Pick of the Month

Here is our recommendation for the best place to visit this month.

Beaulieu, Hampshire

Beaulieu is a heritage place like no other. One of the first to open its doors to the public, the stately home at Palace House has long accepted its place as just one element in a group of attractions that make Beaulieu a destination for the whole family that will fill your day with fun.
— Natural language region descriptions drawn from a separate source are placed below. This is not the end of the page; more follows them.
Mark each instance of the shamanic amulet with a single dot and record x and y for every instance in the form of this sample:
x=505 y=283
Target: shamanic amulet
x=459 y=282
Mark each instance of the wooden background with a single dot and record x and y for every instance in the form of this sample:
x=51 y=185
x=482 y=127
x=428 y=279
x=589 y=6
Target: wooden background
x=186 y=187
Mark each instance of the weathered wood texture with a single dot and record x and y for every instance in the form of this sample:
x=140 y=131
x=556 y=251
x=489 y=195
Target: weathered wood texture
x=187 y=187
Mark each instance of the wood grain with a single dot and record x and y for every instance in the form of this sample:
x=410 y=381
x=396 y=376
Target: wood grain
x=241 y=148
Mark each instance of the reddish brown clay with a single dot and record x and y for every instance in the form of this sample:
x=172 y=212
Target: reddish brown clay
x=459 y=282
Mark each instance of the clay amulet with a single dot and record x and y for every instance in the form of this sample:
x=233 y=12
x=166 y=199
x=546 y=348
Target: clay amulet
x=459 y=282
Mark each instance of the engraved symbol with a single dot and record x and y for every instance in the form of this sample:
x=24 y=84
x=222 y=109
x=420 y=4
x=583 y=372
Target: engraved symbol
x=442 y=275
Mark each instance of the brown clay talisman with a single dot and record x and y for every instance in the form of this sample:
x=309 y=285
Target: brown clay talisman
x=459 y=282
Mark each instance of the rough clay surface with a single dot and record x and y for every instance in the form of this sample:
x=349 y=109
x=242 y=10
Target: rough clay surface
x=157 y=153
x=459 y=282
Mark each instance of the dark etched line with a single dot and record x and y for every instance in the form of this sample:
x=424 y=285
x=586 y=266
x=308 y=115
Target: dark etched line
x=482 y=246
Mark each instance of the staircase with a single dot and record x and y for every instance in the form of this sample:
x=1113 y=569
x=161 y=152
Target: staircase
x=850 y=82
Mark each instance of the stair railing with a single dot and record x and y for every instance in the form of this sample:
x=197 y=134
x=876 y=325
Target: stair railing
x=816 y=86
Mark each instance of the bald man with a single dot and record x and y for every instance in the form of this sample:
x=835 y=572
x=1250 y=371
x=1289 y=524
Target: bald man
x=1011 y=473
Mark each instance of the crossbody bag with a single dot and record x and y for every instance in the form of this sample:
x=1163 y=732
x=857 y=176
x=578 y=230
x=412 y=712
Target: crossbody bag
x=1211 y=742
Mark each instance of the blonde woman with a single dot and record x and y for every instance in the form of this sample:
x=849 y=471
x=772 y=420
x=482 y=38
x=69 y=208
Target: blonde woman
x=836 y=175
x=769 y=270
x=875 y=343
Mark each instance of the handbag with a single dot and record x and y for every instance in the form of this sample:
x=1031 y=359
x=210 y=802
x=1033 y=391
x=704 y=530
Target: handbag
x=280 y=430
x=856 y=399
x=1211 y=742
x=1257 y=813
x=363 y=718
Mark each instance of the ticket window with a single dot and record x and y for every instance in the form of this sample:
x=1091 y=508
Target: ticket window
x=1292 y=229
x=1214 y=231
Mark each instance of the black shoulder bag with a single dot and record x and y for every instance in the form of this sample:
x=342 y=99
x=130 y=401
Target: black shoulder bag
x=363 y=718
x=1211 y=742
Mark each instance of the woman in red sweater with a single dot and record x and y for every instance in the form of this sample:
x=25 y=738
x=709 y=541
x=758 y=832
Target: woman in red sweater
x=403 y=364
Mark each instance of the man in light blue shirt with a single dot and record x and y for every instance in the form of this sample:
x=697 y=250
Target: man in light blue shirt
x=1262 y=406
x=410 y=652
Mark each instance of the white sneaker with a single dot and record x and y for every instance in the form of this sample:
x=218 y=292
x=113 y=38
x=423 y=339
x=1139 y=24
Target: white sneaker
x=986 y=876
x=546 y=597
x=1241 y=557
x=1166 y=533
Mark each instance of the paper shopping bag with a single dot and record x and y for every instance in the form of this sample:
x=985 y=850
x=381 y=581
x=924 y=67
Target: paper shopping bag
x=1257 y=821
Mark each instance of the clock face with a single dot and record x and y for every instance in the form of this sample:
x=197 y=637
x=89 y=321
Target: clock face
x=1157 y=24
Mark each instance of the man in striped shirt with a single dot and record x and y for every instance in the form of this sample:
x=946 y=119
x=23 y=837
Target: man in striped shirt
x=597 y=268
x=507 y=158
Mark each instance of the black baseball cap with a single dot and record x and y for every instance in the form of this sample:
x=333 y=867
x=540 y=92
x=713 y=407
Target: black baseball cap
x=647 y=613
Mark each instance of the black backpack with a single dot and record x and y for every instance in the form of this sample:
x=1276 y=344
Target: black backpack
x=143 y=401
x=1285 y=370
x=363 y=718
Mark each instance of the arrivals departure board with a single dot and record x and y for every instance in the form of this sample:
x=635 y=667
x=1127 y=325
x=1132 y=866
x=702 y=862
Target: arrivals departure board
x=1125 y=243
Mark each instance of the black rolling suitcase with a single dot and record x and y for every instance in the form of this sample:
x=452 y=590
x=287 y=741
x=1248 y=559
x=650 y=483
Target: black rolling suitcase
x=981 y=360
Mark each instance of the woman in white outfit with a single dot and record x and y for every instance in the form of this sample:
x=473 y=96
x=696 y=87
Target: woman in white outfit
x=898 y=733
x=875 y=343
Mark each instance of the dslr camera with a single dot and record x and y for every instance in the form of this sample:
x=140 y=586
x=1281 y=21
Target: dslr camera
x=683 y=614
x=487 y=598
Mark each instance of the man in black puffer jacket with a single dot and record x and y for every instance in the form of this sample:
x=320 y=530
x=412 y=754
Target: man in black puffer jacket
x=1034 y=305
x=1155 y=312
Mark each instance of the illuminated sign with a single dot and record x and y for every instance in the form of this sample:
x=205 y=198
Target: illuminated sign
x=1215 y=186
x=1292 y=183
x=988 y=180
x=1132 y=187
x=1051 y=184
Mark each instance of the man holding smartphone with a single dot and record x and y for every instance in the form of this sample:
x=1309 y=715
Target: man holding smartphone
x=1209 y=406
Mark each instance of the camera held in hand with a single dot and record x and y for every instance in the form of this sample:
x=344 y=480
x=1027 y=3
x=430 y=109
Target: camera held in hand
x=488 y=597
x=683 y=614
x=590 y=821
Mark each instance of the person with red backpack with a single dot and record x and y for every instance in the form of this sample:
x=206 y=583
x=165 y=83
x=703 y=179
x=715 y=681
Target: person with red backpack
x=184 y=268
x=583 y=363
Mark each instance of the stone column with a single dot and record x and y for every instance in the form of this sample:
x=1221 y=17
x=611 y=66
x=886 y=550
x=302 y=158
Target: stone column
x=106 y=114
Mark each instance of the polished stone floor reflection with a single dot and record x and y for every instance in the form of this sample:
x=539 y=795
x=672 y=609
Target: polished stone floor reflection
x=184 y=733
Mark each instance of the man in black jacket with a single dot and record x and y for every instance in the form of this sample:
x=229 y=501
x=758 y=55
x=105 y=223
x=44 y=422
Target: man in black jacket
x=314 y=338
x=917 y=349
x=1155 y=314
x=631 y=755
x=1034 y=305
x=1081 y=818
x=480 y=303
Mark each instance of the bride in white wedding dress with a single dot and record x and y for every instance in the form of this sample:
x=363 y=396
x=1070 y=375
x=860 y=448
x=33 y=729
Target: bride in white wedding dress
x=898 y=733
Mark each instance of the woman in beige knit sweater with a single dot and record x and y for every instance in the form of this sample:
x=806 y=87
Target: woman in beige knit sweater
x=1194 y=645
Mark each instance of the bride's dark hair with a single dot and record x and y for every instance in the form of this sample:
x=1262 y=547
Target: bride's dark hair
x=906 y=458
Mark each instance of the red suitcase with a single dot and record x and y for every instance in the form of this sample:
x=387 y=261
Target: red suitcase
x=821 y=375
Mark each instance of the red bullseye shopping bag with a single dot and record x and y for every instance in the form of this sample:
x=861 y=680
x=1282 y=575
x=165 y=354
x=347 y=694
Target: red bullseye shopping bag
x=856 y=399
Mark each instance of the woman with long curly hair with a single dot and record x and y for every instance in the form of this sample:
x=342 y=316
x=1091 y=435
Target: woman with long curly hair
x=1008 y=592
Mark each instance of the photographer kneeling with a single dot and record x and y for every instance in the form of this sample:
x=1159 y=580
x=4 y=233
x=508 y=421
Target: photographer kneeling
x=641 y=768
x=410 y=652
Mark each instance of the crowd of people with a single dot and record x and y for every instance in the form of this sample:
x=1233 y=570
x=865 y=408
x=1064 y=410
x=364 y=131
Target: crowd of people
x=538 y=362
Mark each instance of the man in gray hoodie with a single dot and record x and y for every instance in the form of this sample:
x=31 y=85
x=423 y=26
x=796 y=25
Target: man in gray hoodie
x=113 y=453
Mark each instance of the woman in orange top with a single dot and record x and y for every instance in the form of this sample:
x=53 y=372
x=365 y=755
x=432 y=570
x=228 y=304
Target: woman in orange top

A brilliantly eclectic place with a middle ages, monastic, super car, World War 2 espionage vibe, it really has got something for everyone” Historian & presenter, Dan Snow

The Drawing Room, Palace House
Palace House is a Victorian country house created from the gatehouse of the ruined Abbey of Beaulieu in the 1800s. Tours are led by guides dressed as Victorian servants of the Montagu family who have lots of stories to tell whether you explore the main entertaining rooms or the working kitchens. Two special exhibitions in the house will catch your interest. The Lady & the Rebel revisits 20th century chatelaine, Pearl Pleydell-Bouverie and her unconventional step-daughter, Elizabeth Montagu. The opening of a gallery of 20th century Soviet Russian Art was a first for the UK, drawing on the Art Russe collection of paintings and sculpture from this innovative and exciting period.
The Dining Room, Palace House
The Victorian Kitchens, Palace House
At the centre of Beaulieu is the National Motor Museum, itself housed in an iconic building designed in 1964 by Leonard Massanah and Ian Baker, built around the oldest monorail in the UK. From the first five vintage cars in the museum in 1952, the collection has grown to 285 historic vehicles. Of course, there is plenty to excite anyone interested in the history of motoring but this is also a great place for nostalgia where you may spot your grandad’s first car or explore Jack Tucker’s 1930’s garage. Highlights are the speed record section around land speed record breaking Bluebird; The World of Top Gear featuring many of the vehicles the Top Gear team have tried so hard to destroy; and On Screen Cars including the Weasley’s ‘flying’ Ford Anglia from Harry Potter & the Chamber of Secrets.
Jack tucker's garage, national motor museum
Few people knew that secluded Beaulieu was the training centre of the British Special Operations Executive in World War Two, training secret agents to operate behind enemy lines. An exhibition explains how nearly 3,000 agents passed through Beaulieu before proving themselves amongst the most courageous of all WW2 combatants.
Secret army exhibition
Vintage cars, national motor museum
If the excitement gets too much the ruins of the medieval Abbey offer a peaceful hideaway. Founded by King John in 1204, the key buildings were destroyed in 1538 by Henry VIII’s commissioners but enough survives to recreate the atmosphere enjoyed by the white-robed Cistercian monks. The herb gardens they would have tended beautify the ruins.
Beaulieu Abbey Cloisters
victorian walled garden
The New Forest setting is as lovely as it was when it was the Norman Kings’ ‘beautiful place’. The Victorian Walled Garden is flower-filled at all times of year; the Wilderness Gardens planted in the 1770s are home to spring bulbs and rare trees; the Mill Pond Walk reconnects you to the water and to King William Rufus, who was famously killed while hunting at Beaulieu in 1100. A rather special feature of the gardens is the Love Lock Tree, a sculpture created for the wedding of the current heir to Beaulieu, where visiting couples can attach an engraved padlock to mark their love for each other.
Palace House, Beaulieu
The key to Beaulieu is that it is a destination for all the family. Kids will love all the interactive exhibits and fun trails. There is go-karting and a mini driving circuit in the school holidays as well as a play area. Travel around on the monorail or the 1912 replica Vintage bus. Teens will find the On Screen exhibits fun and there are endless opportunities for crazy selfies. For all, there is history at first hand and, of course, shopping and great cafés.